‘Hutan Arlok’ adalah bagian dari cerita petualangan Awan. Kamu sudah masuk di episode kelima. Sebelumnya, Awan sempat mengalami kesulitan memilih transportasi. Akhirnya, Awan berhasil mendapatkan tumpangan murah. Sekarang bagaimana keadaannya? Buat kamu yang belum baca episode 4, klik di sini:
“Aku suka anak muda yang bersemangat ini. Berapa harganya?”
“35.000 Rubi!”
Awan hanya diam. Dirinya tak berdaya karena kelelahan dan diikat dengan tambang. Ia tak pernah menyangka, di zaman yang melampaui semua teknologi ini masih saja ada perdagangan manusia.
36 Jam lalu
“Kita akan berhenti di mana saja?” Tanya Awan kepada sopir Tingtang-kendaraan listrik roda enam butut itu.
“Karena ini tumpangan murah, jangan harap kita banyak berhenti.
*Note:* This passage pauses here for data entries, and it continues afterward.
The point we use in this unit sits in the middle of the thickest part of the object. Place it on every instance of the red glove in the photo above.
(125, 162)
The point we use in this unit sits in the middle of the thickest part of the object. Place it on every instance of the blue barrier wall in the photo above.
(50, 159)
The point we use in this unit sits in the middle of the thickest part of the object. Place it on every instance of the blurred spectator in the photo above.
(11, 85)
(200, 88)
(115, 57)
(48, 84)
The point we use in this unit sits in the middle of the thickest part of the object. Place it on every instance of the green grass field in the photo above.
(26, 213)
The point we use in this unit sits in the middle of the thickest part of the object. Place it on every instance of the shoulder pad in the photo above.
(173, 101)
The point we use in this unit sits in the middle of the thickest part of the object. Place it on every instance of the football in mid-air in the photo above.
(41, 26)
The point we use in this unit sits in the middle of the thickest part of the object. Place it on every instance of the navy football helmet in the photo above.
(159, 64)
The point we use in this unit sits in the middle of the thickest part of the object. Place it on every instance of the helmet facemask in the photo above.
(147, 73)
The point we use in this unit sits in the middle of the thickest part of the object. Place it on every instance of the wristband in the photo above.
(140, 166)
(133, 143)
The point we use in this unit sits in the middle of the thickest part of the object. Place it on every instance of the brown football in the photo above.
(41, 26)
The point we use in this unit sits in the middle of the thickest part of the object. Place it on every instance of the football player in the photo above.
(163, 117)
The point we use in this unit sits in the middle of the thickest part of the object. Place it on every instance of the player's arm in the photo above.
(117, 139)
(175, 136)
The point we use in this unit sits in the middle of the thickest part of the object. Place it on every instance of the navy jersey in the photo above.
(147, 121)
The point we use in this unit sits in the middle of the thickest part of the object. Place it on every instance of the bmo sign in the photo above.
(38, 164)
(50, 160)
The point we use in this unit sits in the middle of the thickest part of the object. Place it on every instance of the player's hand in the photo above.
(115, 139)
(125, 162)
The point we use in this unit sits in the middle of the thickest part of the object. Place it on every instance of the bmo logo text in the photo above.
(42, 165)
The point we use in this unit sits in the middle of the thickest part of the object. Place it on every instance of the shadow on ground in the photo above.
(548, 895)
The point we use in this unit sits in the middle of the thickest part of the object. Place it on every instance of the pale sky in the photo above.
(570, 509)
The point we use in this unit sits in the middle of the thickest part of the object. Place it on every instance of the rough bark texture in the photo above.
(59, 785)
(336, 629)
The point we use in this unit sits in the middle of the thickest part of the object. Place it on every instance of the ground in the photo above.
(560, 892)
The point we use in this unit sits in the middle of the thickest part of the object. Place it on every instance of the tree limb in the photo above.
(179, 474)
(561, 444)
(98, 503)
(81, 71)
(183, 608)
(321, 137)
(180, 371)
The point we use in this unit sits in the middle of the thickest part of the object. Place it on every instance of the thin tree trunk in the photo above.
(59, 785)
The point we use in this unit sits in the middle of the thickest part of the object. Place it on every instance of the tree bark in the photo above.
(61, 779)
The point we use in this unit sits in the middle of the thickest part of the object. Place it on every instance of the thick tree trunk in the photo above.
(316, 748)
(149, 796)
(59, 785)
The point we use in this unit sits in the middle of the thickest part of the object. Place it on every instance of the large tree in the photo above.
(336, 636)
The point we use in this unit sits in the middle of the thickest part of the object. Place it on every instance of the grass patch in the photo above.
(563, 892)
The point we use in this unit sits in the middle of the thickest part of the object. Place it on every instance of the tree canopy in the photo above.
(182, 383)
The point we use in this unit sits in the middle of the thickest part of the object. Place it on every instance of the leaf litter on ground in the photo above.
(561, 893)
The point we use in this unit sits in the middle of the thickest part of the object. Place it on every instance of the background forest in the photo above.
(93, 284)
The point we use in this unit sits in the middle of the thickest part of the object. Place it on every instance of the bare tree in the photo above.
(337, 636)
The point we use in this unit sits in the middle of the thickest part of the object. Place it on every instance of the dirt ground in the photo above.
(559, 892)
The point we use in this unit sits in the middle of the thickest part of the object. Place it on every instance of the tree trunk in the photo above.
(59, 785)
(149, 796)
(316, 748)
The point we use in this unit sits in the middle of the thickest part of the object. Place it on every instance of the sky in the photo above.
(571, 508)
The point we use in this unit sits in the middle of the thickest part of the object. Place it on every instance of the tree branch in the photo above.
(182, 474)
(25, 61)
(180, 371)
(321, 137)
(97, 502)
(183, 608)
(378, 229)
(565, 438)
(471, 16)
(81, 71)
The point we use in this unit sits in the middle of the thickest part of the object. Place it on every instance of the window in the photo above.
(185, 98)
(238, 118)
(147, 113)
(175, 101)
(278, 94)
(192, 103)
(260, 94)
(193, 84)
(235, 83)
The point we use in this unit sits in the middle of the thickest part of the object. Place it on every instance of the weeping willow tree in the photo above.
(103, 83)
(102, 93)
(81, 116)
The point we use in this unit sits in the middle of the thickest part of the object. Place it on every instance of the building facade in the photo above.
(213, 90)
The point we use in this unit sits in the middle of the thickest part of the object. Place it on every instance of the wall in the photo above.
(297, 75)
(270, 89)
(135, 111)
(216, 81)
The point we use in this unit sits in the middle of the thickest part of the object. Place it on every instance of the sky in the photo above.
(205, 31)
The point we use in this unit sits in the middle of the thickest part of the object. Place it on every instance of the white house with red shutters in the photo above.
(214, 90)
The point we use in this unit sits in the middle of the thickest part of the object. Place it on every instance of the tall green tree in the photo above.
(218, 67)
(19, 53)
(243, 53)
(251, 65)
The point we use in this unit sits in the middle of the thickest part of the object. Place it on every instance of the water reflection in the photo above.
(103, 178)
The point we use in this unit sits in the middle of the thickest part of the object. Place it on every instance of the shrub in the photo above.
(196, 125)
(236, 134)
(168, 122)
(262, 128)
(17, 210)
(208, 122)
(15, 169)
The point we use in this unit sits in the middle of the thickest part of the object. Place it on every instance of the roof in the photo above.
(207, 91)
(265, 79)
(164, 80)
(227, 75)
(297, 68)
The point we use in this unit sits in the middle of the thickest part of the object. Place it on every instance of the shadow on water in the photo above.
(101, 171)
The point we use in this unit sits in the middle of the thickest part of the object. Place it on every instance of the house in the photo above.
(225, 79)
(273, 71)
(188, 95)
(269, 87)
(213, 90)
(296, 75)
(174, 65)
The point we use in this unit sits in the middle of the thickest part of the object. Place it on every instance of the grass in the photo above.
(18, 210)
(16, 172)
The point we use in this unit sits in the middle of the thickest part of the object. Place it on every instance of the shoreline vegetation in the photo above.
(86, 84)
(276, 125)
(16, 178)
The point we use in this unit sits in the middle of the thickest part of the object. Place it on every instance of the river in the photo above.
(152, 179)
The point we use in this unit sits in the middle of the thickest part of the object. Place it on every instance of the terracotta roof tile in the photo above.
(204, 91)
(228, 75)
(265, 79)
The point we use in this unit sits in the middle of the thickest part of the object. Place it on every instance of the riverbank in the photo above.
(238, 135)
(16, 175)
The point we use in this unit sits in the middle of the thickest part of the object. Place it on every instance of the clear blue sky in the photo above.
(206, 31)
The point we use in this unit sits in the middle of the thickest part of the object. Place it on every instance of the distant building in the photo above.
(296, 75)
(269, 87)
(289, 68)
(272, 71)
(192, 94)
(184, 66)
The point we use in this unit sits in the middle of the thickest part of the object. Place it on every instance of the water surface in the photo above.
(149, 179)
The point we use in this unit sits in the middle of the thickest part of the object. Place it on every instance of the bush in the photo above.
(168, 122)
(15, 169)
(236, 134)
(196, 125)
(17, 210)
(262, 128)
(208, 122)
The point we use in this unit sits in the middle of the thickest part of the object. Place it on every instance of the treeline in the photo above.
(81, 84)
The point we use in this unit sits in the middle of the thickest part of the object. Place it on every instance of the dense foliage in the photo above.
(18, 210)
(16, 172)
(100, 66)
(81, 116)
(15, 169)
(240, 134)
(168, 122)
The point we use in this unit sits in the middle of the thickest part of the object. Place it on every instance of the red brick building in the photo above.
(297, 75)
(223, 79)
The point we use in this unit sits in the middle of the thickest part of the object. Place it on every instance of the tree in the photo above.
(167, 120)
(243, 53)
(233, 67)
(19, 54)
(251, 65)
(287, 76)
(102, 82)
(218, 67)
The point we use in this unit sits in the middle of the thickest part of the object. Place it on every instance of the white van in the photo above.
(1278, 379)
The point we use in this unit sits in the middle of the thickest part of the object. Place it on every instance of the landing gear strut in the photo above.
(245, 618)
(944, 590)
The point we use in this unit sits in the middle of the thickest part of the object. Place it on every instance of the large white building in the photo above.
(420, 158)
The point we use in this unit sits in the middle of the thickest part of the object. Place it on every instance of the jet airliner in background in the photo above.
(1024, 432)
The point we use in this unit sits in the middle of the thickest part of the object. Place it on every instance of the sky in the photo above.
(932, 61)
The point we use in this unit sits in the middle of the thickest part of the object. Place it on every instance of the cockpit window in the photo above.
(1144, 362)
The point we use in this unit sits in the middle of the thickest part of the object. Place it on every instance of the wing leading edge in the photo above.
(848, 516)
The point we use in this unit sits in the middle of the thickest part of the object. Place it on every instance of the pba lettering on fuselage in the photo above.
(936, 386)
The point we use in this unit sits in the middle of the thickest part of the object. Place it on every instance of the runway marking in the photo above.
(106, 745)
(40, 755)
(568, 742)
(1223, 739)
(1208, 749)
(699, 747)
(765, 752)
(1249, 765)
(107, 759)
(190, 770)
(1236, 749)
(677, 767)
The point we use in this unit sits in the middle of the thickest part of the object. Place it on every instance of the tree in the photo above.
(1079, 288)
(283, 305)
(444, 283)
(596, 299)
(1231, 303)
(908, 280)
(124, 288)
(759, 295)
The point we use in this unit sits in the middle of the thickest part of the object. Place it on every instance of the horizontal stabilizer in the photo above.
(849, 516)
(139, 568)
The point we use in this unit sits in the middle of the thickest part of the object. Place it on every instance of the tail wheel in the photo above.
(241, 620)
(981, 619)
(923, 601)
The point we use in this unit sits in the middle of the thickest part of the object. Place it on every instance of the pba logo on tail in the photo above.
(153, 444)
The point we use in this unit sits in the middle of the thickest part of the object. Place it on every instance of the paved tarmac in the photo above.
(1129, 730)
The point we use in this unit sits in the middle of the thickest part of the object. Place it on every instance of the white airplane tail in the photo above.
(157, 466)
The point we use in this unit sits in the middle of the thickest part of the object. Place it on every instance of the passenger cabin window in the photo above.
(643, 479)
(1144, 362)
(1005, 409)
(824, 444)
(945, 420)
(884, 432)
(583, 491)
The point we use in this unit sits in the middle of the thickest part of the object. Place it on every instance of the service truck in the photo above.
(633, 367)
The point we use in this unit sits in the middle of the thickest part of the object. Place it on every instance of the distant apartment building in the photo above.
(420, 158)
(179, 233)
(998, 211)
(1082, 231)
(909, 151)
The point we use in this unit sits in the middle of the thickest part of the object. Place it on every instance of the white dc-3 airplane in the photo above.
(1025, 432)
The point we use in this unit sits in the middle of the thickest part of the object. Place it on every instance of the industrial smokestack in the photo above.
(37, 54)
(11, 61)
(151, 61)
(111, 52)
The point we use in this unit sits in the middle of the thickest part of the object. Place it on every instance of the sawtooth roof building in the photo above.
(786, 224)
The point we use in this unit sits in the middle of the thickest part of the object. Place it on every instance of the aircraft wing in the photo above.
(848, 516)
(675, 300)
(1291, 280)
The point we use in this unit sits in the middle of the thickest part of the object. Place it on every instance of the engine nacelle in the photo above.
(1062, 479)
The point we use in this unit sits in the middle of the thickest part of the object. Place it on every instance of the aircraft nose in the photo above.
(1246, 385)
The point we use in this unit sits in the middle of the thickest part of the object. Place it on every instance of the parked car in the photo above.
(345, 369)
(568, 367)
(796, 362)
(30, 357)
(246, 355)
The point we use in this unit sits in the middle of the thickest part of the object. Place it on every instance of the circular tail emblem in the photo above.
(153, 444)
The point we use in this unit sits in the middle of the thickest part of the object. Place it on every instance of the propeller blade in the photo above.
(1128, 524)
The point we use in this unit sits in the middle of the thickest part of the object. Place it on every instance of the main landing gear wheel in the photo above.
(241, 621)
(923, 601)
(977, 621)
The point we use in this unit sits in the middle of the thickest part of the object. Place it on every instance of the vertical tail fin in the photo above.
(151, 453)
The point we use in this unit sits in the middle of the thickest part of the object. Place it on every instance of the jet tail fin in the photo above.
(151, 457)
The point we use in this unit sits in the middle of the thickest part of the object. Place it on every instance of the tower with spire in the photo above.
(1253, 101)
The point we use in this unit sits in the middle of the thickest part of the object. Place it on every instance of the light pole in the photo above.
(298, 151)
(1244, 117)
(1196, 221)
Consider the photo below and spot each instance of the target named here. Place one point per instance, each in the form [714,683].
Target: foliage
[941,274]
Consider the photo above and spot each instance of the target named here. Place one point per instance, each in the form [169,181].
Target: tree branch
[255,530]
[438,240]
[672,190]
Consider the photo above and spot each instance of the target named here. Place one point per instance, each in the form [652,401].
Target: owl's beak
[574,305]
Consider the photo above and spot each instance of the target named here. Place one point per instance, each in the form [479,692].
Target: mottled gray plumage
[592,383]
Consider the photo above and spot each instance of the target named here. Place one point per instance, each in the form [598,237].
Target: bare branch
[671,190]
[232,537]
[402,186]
Justru kita sebisa mungkin menghindari jalan umum.”
“Jangan bilang kalau..” Awan curiga.
“Iya.. ini kendaraan listrik palsu. Sebenarnya kami masih menggunakan bensin. Memang untuk amannya, ketika kami mengangkut penumpang, kami menggunakan sumber listrik agar meyakinkan.”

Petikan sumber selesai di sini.